The results of a survey conducted by the Royal College of Veterinary Surgeons (RCVS) with recent graduates of UK veterinary schools has found that the vast majority find extra-mural studies (EMS) to be an essential component of the veterinary degree.
 
The survey was launched earlier this year in order to help the RCVS build up a picture of how EMS placements are currently working and whether graduates felt that they had gained knowledge and experience from placements that they could not have learnt from their core studies. Some 287 veterinary graduates from 2012 and 2013 participated in the survey, the overwhelming majority of whom (95.6%) agreed that EMS was essential.
 
Furthermore, the majority of the recent graduates said that they had found EMS placements to be beneficial in terms of the variety of clinical skills, professional skills and working practices they encountered. The only area in which a large number of graduates (42.9%) said that they did not find EMS placements useful was in gaining experience of out-of-hours and weekend work.
 
Despite the overall positive results, however, a number of concerns about EMS were raised. Issues included variable quality of placements; significant numbers of respondents feeling they were not able to gain as much 'hands-on' experience from placements as they would like; costs of accommodation and travel; and a lack of farm/mixed animal practices for placements.
 
Other key findings included the fact that the vast majority of veterinary students identified and booked their own placements at EMS practices and that their placements were at the type of practice they were looking for.
 
Christine Warman, RCVS Head of Education, commented on the results:

"We launched this survey as an information-gathering exercise to see how EMS placements are currently working, following our last review of EMS in 2009 - and the results have certainly been very interesting.
 
"What is clear is that the current system is working well and that there is no need for an immediate review or urgent action.
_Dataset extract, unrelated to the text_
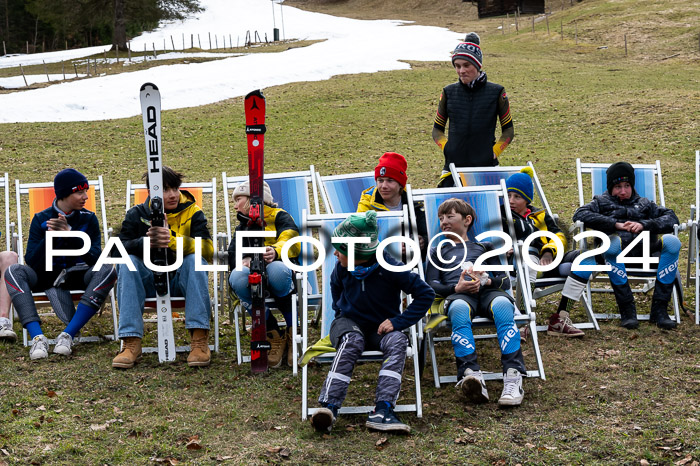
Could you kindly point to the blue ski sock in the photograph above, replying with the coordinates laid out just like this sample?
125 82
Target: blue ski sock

Most graduates found the experience gained on placements useful for their studies and find that EMS sets them up well for their first job in practice.
 
"However, there are a number of issues that we will keep a watching brief over and we plan to repeat the survey every two years in order to monitor these."
 
The full results of the survey are available to view at www.rcvs.org.uk/emssurvey2014. Detailed guidance on EMS placements for students, university staff and EMS practices is also available at www.rcvs.org.uk/ems.